Quite possibly, but I think we have plenty left in our arsenal to oppose these enemies of ours.
Here ‘s my list of how to defeat them.
- Recognise them as what they are – your enemy. It will be emotionally challenging to have an enemy, to live with that. But they see you that way already and it doesn’t take two to start a fight, just one person will to hurt another.
- Find a way to articulate what you love. We spend so long calling out their bad behaviour or crying about how bad things are going to be that those around us could be forgiven for wondering what we’re actually fighting FOR. For instance. I love equality of opportunity, I love mercy, I love grace and justice. I love respecting others around me. I am a PROUD social justice warrior and I’m proud to say that I want to treat others as if they matter, to help them do better, to help them be all they can be. It’s what I love about humanity and this world I’m in. I will fight FOR that.
- Get active. See the cost and do it anyway because this is what we forget: the cost today to oppose our enemies is infinitely SMALLER than the cost that will come when those who hate, those who care only for themselves, get their own way. Look for opportunities to get involved in your community, in charity work, in acts of forgiveness and in acts of saying ‘this is the way to live – the way that values others.’
- Resist the urge to become like those who hate the way we want to live – be they craven politicians or compassionless rich or fundamentalist ideologues – oppose them by being defiantly who you are. After all, that’s what drives them fricking nuts in the first place. Call them on their behaviour unapologetically, insistently and don’t back down until you’ve got your way. It’s ok to be a pain in the ass. For goodness sake they are.
- Focus on what matters. I see allies splintering apart because they’re played by the enemy or because they’re too worried about the pennies to realise the pounds are slipping through their fingers. Hold on to your perspective, hold on to dissent (unless the dissenter wants you to become less human and/or dead – then kick them hard where it hurts) and make sure you support others who dissent as well.
- Finally, in my list of 5(+1) write to those in power, talk to them, don’t block them out, don’t let them live in a bubble, in a world in which they hear only those who approve of their craven ideologies. Act within the rules as much as possible. There may come a time for physical resistance but it’s not now.(after all, nearly all major societal changes involved some form of violent protest alongside long term peaceful protest – be it enfranchisement, ending slavery, equal rights for minorities etc. etc. etc.)

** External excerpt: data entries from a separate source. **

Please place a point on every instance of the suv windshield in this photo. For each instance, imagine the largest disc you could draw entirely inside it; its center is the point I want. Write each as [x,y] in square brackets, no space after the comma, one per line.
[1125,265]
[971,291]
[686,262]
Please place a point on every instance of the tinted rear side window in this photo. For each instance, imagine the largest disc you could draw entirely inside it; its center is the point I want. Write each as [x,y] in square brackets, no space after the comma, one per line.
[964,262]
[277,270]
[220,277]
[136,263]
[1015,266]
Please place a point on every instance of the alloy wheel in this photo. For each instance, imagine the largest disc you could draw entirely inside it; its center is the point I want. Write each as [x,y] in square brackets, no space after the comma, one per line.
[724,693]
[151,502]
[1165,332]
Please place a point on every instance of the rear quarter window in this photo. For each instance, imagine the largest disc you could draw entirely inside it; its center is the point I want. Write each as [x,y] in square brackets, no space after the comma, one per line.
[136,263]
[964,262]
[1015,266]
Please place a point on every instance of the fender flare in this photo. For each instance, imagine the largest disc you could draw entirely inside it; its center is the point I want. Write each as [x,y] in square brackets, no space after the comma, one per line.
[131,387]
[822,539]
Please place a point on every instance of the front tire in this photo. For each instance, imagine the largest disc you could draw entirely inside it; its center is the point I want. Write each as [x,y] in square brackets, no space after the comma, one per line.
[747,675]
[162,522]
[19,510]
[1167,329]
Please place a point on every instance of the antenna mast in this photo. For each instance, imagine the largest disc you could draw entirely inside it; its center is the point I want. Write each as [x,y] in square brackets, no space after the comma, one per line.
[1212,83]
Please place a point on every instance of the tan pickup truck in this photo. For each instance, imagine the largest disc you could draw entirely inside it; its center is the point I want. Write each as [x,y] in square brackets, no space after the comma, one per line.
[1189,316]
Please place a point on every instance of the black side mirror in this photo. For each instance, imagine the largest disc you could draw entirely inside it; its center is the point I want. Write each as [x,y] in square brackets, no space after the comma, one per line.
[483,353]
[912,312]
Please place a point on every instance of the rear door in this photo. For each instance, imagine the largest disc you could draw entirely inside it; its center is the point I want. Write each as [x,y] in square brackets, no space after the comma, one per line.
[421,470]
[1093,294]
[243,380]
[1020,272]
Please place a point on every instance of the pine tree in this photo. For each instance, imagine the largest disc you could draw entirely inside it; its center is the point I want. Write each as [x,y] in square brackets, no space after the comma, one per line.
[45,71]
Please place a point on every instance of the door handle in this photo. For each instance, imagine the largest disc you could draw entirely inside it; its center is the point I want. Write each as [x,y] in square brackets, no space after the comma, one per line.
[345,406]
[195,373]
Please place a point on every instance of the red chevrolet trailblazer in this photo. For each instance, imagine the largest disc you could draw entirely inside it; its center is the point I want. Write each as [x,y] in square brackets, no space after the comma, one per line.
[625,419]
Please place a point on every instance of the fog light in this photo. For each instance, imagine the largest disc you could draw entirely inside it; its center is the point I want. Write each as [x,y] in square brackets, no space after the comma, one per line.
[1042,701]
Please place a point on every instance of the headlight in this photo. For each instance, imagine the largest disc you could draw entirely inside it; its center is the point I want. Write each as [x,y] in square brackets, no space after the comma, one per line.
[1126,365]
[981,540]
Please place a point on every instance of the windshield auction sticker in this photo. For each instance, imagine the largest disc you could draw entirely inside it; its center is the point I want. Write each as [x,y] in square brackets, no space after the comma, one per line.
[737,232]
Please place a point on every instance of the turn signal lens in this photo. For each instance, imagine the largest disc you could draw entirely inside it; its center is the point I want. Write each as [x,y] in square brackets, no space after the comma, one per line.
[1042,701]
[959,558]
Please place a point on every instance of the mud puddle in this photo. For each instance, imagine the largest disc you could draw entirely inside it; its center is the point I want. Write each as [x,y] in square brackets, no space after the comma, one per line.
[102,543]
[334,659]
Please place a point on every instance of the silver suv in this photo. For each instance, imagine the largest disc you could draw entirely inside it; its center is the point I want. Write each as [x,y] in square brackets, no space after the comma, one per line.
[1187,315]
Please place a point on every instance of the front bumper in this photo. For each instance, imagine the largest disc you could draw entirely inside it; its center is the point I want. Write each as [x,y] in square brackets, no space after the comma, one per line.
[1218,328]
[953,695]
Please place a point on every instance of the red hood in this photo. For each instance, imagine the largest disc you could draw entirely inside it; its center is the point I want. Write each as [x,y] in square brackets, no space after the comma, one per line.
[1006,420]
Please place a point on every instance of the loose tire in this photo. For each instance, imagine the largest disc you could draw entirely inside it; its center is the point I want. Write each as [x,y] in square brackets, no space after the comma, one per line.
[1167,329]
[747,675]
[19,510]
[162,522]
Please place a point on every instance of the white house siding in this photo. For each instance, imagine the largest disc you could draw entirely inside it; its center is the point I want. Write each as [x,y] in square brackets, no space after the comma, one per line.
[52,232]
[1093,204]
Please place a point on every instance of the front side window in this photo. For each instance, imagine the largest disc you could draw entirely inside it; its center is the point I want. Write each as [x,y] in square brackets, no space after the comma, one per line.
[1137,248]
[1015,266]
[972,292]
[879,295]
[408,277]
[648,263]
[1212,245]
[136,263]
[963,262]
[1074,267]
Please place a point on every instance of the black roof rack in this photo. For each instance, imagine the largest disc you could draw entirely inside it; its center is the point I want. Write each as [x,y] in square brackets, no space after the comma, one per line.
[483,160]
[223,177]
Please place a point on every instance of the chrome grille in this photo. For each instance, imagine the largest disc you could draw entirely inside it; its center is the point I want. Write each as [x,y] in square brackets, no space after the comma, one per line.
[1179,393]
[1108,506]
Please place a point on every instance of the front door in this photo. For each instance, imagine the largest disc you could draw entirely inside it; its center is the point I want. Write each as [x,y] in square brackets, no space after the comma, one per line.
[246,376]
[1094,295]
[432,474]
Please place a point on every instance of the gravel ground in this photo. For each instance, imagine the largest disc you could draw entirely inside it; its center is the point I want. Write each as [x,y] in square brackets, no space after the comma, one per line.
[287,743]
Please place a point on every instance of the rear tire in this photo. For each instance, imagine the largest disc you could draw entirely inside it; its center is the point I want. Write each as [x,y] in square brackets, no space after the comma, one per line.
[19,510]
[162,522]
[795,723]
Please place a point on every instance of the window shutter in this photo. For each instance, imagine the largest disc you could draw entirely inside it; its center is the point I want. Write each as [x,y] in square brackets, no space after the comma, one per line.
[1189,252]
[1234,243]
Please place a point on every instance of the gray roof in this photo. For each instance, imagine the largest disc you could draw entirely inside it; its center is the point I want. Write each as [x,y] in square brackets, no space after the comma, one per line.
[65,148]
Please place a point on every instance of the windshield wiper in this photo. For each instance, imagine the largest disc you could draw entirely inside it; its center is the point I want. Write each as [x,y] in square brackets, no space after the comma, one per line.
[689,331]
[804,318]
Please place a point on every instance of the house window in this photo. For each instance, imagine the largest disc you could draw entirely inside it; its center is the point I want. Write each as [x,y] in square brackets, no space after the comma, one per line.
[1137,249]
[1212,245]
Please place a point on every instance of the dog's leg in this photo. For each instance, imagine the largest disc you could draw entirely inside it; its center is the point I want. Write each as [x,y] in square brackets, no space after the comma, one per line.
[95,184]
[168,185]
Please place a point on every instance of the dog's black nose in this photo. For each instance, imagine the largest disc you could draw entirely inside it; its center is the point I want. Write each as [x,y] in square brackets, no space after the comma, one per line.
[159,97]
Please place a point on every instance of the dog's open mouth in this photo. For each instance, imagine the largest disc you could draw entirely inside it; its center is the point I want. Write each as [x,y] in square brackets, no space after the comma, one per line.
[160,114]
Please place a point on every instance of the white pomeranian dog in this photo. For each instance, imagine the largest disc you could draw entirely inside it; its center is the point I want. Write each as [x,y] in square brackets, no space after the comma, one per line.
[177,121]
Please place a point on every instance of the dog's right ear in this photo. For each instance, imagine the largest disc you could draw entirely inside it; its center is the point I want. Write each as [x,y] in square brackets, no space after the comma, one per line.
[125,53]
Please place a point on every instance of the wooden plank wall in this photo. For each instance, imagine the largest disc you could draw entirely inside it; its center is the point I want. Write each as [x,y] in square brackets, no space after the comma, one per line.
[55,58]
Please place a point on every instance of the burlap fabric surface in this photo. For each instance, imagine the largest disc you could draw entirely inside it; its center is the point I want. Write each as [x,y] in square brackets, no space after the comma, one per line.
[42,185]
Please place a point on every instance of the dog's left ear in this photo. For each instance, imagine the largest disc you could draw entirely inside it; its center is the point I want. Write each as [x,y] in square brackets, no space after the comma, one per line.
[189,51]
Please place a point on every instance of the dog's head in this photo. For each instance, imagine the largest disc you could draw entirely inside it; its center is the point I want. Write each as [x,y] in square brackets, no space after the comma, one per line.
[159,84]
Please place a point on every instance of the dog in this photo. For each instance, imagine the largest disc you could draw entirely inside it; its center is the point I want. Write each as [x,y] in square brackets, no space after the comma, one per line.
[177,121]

Remember – we’re all flawed, we’ve all got stuff the enemy can attack us over. So it goes – but don’t give up or shy away just because of that. Get into it and fight for what matters. We were naive to expect the fights our parents and grandparents had to settle the matter once and for all. Now’s the time to waken up and be prepared to get angry, to hold that anger and to act for the type of society we love – one built on respect, support and dignity.